Con una gran sonrisa en su rostro, nos saludó efusivamente a mí y a Alberto, "Sra. Rosas, Alberto, me voy por ahora. ¡La próxima vez vendré a jugar con mis hermanitos!"
"Está bien," asentí con la cabeza.
Lynn estaba esperando en la puerta. Al abrir, me sonrió y luego se llevó a Hilario de vuelta con ella.
Cerré la puerta detrás de ellos y solté un profundo suspiro.
Alberto, preocupado, preguntó, "¿Qué pasa, por qué suspiras?"
"¿Te molestaría, Alberto?" No pude evitar preguntarle.
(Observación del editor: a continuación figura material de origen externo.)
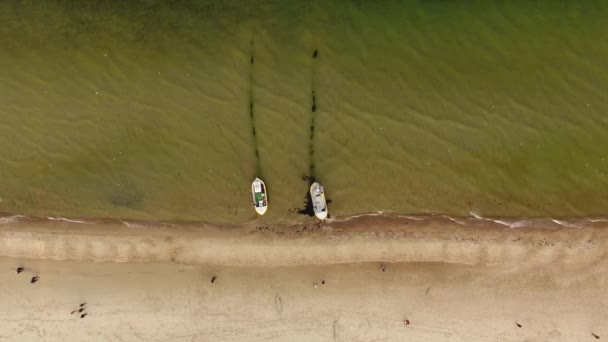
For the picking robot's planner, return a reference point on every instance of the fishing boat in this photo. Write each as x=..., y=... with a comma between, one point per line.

Una y otra vez, me aproveché de sus sentimientos hacia mí, aunque todo fue acordado y sincero, pero recordando lo que le había dicho a Hilario hace un momento, me sentí un poco mal.
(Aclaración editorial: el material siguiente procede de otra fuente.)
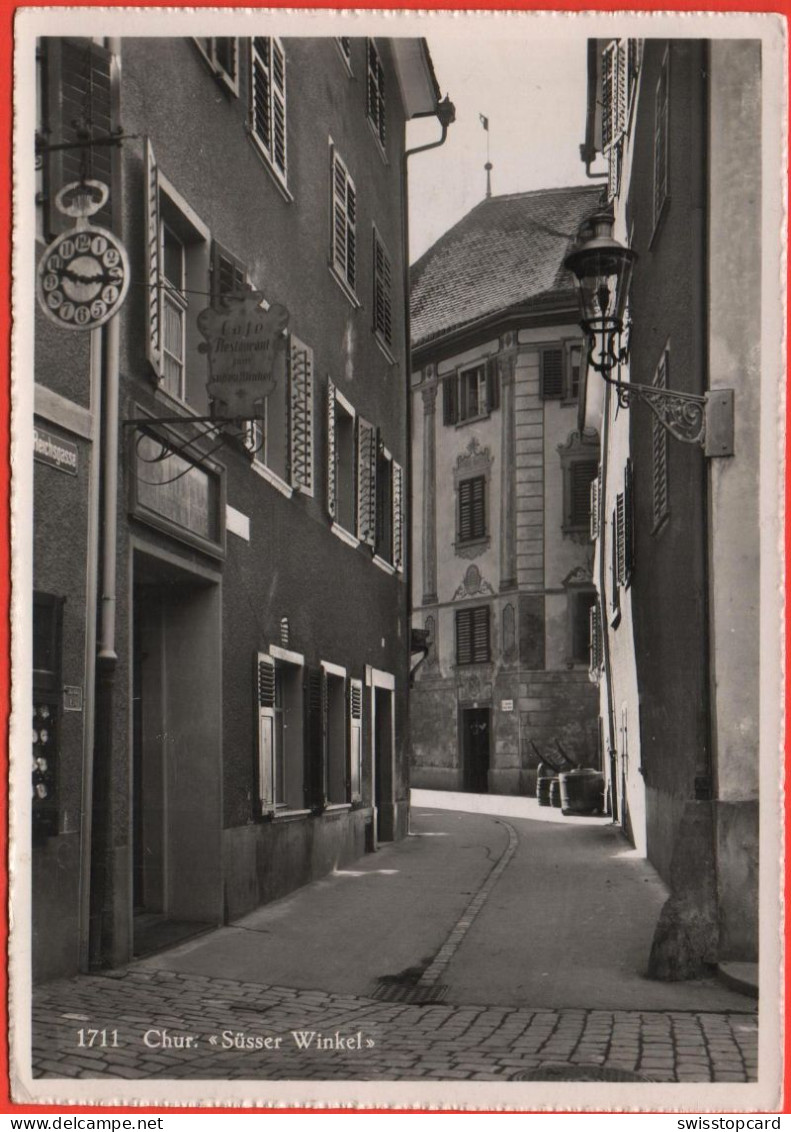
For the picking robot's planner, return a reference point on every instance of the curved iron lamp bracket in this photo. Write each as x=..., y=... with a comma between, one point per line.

En el fondo sabía que si Alberto y yo estuviéramos juntos, también lo haríamos muy bien.
Sin duda, sería un buen esposo y un buen padre.
Alberto se quedó sorprendido por un momento, pero luego sonrió débilmente, "No te culpo, ¿no lo habíamos acordado ya? Solo piénsalo como hacerle un favor a un buen amigo, es lo justo."
Solo cuando él me dice que no me culpa, puedo sentirme tranquila. De lo contrario, siempre me pregunto si será demasiado para él.
Asentí con fuerza, "Bien, considera que te debo un gran favor."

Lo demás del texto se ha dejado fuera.